If you have built more than one AI tool in the past twelve months, you have noticed the same thing I have: the surface area of “how a model talks to systems” has exploded. Skills, MCP servers, CLI tools, Computer Use, function calling, declarative agents, custom engine agents, apps, actions, extensions, gems — every vendor uses a slightly different word for what looks like the same thing on a marketing slide. They are not the same thing. The trade-offs are real, the choice changes architecture, and picking the wrong one wastes weeks.
This post is the mental model I now apply by default when I sit down to build something agentic. It is opinionated. It is not a feature comparison. The goal is to help you decide which surface to reach for first, not to memorise the spec of each one.

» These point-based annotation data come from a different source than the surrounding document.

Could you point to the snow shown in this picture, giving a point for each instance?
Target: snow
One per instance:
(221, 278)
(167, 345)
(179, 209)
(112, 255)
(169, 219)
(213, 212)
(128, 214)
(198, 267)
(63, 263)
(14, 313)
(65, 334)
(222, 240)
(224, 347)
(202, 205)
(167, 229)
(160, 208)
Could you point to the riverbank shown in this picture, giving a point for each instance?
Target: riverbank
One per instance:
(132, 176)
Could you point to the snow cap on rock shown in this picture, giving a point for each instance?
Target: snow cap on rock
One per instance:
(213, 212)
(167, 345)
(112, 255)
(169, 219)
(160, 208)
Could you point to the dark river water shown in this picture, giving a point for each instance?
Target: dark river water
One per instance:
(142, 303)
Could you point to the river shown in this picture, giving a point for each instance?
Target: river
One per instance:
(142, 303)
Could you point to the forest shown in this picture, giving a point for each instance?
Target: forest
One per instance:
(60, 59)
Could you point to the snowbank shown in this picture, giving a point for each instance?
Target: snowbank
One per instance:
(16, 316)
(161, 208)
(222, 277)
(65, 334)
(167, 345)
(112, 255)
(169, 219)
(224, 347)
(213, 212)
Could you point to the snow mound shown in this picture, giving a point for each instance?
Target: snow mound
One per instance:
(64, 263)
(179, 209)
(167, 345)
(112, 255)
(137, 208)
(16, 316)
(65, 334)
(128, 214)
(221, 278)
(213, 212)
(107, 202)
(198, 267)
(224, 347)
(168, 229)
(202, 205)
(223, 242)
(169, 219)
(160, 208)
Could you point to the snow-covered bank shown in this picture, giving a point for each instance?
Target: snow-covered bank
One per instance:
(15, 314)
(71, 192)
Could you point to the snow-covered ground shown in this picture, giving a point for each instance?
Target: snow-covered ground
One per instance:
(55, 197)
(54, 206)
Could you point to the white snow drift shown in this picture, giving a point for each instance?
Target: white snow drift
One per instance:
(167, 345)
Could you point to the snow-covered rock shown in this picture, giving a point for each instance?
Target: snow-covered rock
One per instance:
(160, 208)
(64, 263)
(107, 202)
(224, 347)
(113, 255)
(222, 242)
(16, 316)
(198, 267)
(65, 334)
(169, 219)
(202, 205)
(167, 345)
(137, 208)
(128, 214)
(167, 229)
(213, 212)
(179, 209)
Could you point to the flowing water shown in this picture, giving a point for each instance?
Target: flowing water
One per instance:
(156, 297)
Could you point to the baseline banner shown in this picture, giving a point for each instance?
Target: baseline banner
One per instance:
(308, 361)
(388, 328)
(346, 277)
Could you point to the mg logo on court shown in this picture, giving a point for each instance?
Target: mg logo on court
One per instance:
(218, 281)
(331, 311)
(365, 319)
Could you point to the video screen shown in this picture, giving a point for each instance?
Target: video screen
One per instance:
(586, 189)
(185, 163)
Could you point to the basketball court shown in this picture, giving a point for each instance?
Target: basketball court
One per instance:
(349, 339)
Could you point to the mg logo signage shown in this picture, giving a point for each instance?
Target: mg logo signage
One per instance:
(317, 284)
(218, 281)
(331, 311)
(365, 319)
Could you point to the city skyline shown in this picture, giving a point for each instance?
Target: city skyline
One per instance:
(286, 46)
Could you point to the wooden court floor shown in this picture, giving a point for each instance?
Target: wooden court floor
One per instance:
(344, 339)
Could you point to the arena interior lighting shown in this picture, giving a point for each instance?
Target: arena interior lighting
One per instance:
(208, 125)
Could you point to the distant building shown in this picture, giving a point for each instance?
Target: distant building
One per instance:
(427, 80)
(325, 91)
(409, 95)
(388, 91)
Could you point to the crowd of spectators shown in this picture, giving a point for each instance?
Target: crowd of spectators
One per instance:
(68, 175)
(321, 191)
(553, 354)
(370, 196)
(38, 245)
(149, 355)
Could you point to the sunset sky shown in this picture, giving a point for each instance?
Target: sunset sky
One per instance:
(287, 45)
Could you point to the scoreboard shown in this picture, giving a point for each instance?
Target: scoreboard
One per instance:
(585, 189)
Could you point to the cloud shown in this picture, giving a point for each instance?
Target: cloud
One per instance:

I’ll cover seven surfaces (the original five, plus two that are too important to skip in 2026), map them across Anthropic, OpenAI, Microsoft, and Google terminology, and give you the decision tree I actually use.

The surfaces, in plain language
I’ll define each in the way I think about it, not the way the docs do.
1. Function calling — the original
You give the model a JSON schema for some functions. The model picks one and emits arguments. Your code runs the function and feeds the result back. This is what every modern frontier model supports natively: Anthropic calls it tool use, OpenAI calls it function calling (now with strict mode for guaranteed schema adherence), Google calls it function calling in the Gemini API. It is the lowest abstraction and still the most predictable.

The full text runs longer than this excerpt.